Reagan then asked how soon the invasion could take place.
In forty-eight hours, he was told.
“Do it,” he ordered.
In the early-morning hours of October 25, 1983, armed forces of the United States of America invaded the island of Grenada. Fierce resistance met the initial assault by 1,200 troops. Cuban military units fought hard for several days, but as the invasion force grew to more than 7,000, they surrendered or melted into the countryside. Every one of the American medical students was rescued. Casualties were minimal: 19 American soldiers and 49 of the enemy were dead. 110,000 inhabitants of Grenada were freed of a murderous, expansionist regime. American combat forces were home before Christmas. Soon afterward, Grenada held free elections, and when President Reagan visited the island on the invasion’s first anniversary, throngs of grateful Grenadians welcomed him with what seemed like boundless enthusiasm.

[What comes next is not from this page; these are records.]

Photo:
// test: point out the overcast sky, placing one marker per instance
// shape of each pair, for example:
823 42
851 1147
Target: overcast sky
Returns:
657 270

Reagan biographer Dinesh D’Souza writes that “for the first time since the Vietnam War, the United States had committed ground troops abroad, sustained casualties, emerged victorious, and won the support of the American people.” The invasion “helped to exorcise the ghost of Vietnam from the American psyche.”
The doubting Thomases who dismissed the administration’s claim that the medical students needed to be rescued were forever silenced when those very students returned to the United States. The first one off the plane fell to his knees and kissed the tarmac. At the White House, the students expressed their profound appreciation for what American troops had done.

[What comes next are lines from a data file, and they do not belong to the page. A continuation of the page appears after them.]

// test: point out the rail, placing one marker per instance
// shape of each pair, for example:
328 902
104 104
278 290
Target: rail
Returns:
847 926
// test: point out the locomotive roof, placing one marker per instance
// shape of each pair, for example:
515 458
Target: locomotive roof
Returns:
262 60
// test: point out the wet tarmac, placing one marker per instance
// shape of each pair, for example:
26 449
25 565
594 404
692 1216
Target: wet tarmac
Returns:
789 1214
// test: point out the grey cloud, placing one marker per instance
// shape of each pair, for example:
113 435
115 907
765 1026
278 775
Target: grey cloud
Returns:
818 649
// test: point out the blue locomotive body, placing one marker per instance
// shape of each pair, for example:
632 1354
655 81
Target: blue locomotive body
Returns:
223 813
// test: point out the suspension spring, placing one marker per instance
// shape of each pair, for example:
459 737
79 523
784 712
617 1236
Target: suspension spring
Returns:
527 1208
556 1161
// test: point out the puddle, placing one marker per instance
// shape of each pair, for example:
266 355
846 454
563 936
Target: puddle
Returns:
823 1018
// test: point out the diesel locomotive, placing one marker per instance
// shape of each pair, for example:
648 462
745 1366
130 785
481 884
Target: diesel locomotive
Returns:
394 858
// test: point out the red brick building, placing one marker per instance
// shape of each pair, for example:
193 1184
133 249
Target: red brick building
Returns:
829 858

We now know that there were many others cheering the Grenada invasion from more distant front lines of the Cold War. Reagan, already seen behind the Iron Curtain as a hero for the cause of liberation, had employed decisive action to back up his tough words. Those risking their lives fighting the Evil Empire in Eastern Europe, Asia, Africa, and Central America were emboldened. Freedom’s friends knew he meant business. Communism was not the wave of the future. It could be transcended and eliminated. From that point forward, its demise was inevitable and swift. The Brezhnev Doctrine was as dead as its blowhard author, who had gone on to his “reward” the year before.
Always underestimated by opponents of far lesser note and character, Reagan proved by invading Grenada that leadership and firm resolve can make an enormous difference. On this 20th anniversary, let us be thankful that the man in the White House in October 1983 was not an indecisive accommodationist, but a giant of our age–Ronald Wilson Reagan.